Two-Hour Delivery Becoming ‘One of the Expectations’ for Consumers

eCommerce Delivery

As Amazon, Walmart and other huge online marketplaces take more of consumers’ spending and offer faster delivery options, some consumers are increasingly coming to expect that their order will arrive within a day, if not the same afternoon.

“The problem is that for every other eCommerce company, with everyone wanting to sell through their own website, it’s really impossible to compete with that level of convenience at scale,” Ben Jones, founder and CEO of eCommerce fulfillment platform Ohi, told PYMNTS. “We know consumers want it; brands really have no good way to offer it.”

The answer, from Ohi’s perspective, is to partner with mid-market and enterprise direct-to-consumer (D2C) brands to provide a nationwide “micro-warehousing network,” so that items can be delivered within two hours in certain metro areas across the U.S. The company currently operates in four cities: New York, Chicago, San Francisco and Los Angeles. Ohi aims to operate in 25 cities by the end of next year, focusing on where brands have high concentrations of demand.

Jones said the company generally works with categories of “any type of product you might find in a CVS,” including beverages, pet food, beauty, health and other consumer-packaged goods.

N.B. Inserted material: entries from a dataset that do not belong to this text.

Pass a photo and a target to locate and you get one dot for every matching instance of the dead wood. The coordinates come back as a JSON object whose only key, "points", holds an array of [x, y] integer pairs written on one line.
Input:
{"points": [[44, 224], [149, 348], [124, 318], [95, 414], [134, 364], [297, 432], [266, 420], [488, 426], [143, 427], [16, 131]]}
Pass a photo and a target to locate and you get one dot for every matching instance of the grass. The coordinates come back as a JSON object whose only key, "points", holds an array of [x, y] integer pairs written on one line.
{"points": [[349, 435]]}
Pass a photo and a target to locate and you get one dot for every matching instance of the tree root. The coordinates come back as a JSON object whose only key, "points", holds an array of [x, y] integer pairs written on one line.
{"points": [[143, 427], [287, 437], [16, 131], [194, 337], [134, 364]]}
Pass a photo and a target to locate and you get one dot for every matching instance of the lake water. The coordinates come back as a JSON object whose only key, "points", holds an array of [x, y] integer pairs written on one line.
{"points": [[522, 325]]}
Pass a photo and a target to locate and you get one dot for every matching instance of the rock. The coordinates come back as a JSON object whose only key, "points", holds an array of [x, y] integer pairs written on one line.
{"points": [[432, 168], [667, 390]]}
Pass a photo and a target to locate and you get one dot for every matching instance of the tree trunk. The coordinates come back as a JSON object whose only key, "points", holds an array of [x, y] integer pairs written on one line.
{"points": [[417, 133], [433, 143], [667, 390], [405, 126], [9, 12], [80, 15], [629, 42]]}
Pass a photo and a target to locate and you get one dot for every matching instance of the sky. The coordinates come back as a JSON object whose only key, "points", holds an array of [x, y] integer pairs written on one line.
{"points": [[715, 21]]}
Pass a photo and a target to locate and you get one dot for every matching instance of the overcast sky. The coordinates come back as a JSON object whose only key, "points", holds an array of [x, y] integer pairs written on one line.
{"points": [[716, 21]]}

“I don’t think anyone needed two-day delivery of anything, but as soon as you could get everything in two days, you wanted everything in two days,” he said. “And I think it’s the same trend. As consumers realize that it’s actually possible to order anything they want online and to get it in less than an hour, that starts to become one of the expectations.”

There’s no shortage of companies offering speedy delivery of products to consumers, including DoorDash, Gorillas, Gopuff and Instacart. Startup company Jokr was also formed earlier this year by former Delivery Hero executive Ralf Wenzel using a similar business model to Ohi — a network of small local warehouses offering a range of retail products to consumers.

Read more: Former Delivery Hero Exec Founds Jokr for Hyperlocal Delivery

Nearly 20% of consumers are making purchases at stores using online delivery aggregators such as Instacart more often now than they were last year, with 52% of shoppers recently making a purchase this way, according to PYMNTS research conducted in collaboration with Carat from Fiserv. Twenty-three percent of consumers say they’re also shopping more at online marketplaces other than Amazon more often than last year, with a total of 70% shopping this way.

See also: ‘Buy Now, Get Now’ and ‘Buy Now, Get Later’ Add New Dimensions to Bring-It-to-Me Economy

What sets Ohi apart, though, is the lack of a separate app or website for consumers. Rather than send customers to Ohi as a partner, two-hour delivery is available during the checkout process as a shipping option. Jones said he sees the company as “B to B to C,” or business to business to consumer.

“Our platform enables them (brands) to offer this really amazing post-purchase experience, everything from checkout all the way through to bag opening,” he said.

Cutting Costs

From a consumer standpoint, Jones said instant delivery is “just this amazing convenience and ‘surprise and delight’ experience” when they reach the point of checkout, which creates an incentive for customers to keep coming back.

“That translates into the lifetime value of those customers and revenue for the brand,” he said. “Instant really changes the dynamic of logistics away from just being a cost center and shifts it toward being a revenue driver for the brand.”

Jones noted that shipping through Ohi is generally cheaper for most brands than three- to five-day delivery, because the inventory is hyperlocal to the consumer. The “last mile” can account for as much as half of all delivery costs for brands, but because of Ohi’s micro-warehousing network, “we actually massively reduce that cost in the last mile.”

Related: 50% of Delivery Costs Occur in Last Mile, Putting Pressure on Transport Providers

Last month, Nancy Korayim, founder and CEO of last-mile delivery company Metrospeedy, told PYMNTS that she’s seen demand jump 150% since the pandemic began — and although consumers say free delivery is an important feature, “there’s no such thing as free delivery.”

“Someone is paying for the cost, and it’s usually the businesses that are absorbing the expense,” she explained.

Getting Even Faster

With $19 million in Series A funding closed in April, Jones said the company has been growing quickly, hiring new employees in preparation for next year’s expansion into new cities. The company is also getting ready to expand its product offering to include an option for delivery in under 20 minutes.

“We’ve seen all of these 15-minute, 20-minute grocery companies springing up recently,” Jones said. “I think it’s important, if we’re providing this world-class service to brands, that we keep up with that ever-evolving consumer expectation.”

What’s still unclear, he added, is whether brands will actually see a difference in consumer preferences for having an order delivered within 20 minutes or an hour.

“Everything we do is based on the data, and we saw extremely clear ROI differences between same-day and two-hour — massive beneficial differences for brands,” he said. “We will see if, once we launch 20 minutes, there is a similar benefit for brands.”